I saw a headline recently in a Sunday broadsheet, bemoaning the fact that the English had ‘lost the art of queuing’. Puzzled, as this was not what my own observation fieldwork had shown, I read on. It turned out that the author had been in a queue, someone had tried to jump the queue, and both she and the other queuers had been outraged and disgusted – but no-one had had the courage to tackle the queue-jumper in a sufficiently forceful manner (they just humphed and tutted), so he had got away with it. Far from constituting any sort of evidence for its loss, this struck me as a perfectly accurate description of the English art of queuing.
The Indirectness Rule
The English expect each other to observe the rules of queuing, feel highly offended when these rules are violated, but lack the confidence or social skills to express their annoyance in a straightforward manner. In other countries, this is not a problem: in America, where a queue-jumper has committed a misdemeanour rather than a cardinal sin, the response is loud and prescriptive: the offender is simply told ‘Hey, you, get back in line!’ or words to that effect. On the Continent, the reaction tends to be loud and argumentative; in some other parts of the world, queue-jumpers may simply be unceremoniously pushed and shoved back into line – but the end result is much the same. Paradoxically, it is only in England, where queue-jumping is regarded as deeply immoral, that the queue-jumper is likely to get away with the offence. We huff and puff and scowl and mutter and seethe with righteous indignation, but only rarely do we actually speak up and tell the jumper to go to the back of the queue.
Try it yourself if you don’t believe me. I had to, so I don’t see why you shouldn’t suffer as well. Sorry to sound so grumpy, but my queue-jumping experiments were the most difficult and distasteful and upsetting of all the rule-breaking field-experiments I conducted during the research for this book.

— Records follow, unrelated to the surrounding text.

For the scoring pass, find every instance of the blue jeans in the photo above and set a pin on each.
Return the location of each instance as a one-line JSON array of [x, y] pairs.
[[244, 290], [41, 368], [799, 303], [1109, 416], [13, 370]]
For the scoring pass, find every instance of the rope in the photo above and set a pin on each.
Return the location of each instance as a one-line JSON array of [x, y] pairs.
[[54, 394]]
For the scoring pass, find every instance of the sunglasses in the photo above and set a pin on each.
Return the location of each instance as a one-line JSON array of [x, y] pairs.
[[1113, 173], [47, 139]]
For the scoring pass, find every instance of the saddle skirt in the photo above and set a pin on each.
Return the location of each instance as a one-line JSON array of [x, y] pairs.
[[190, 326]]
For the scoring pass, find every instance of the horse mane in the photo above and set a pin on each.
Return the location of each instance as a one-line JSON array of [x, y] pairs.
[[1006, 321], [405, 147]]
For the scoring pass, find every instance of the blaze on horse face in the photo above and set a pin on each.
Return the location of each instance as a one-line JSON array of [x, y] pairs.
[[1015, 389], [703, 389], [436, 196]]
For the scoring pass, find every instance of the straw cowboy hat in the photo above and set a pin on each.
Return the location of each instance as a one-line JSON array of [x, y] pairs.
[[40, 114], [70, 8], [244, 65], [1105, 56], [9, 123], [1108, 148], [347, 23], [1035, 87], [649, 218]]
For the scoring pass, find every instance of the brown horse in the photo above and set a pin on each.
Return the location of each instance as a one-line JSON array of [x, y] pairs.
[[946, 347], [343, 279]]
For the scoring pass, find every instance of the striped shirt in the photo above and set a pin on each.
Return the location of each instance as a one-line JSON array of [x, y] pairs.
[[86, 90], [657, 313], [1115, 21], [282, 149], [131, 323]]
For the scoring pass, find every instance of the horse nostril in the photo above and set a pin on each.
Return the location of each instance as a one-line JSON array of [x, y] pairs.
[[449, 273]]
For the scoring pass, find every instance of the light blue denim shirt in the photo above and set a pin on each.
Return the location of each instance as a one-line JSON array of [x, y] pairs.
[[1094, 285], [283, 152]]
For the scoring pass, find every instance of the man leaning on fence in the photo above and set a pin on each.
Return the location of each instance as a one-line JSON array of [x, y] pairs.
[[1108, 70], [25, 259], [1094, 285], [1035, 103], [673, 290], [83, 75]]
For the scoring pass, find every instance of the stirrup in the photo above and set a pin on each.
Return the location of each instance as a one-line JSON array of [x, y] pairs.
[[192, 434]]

Far worse than bumping, much worse even than asking people the price of their house or what they did for a living – just the thought of queue-jumping was so horribly embarrassing that I very nearly abandoned the whole project rather than subject myself to such an ordeal. I just couldn’t bring myself to do it. I hesitated and agonized and procrastinated, and then even when I thought I had managed to steel myself, I would lose my nerve at the last minute, and slink humbly to the back of the queue, hoping no-one had noticed that I had even been considering jumping it.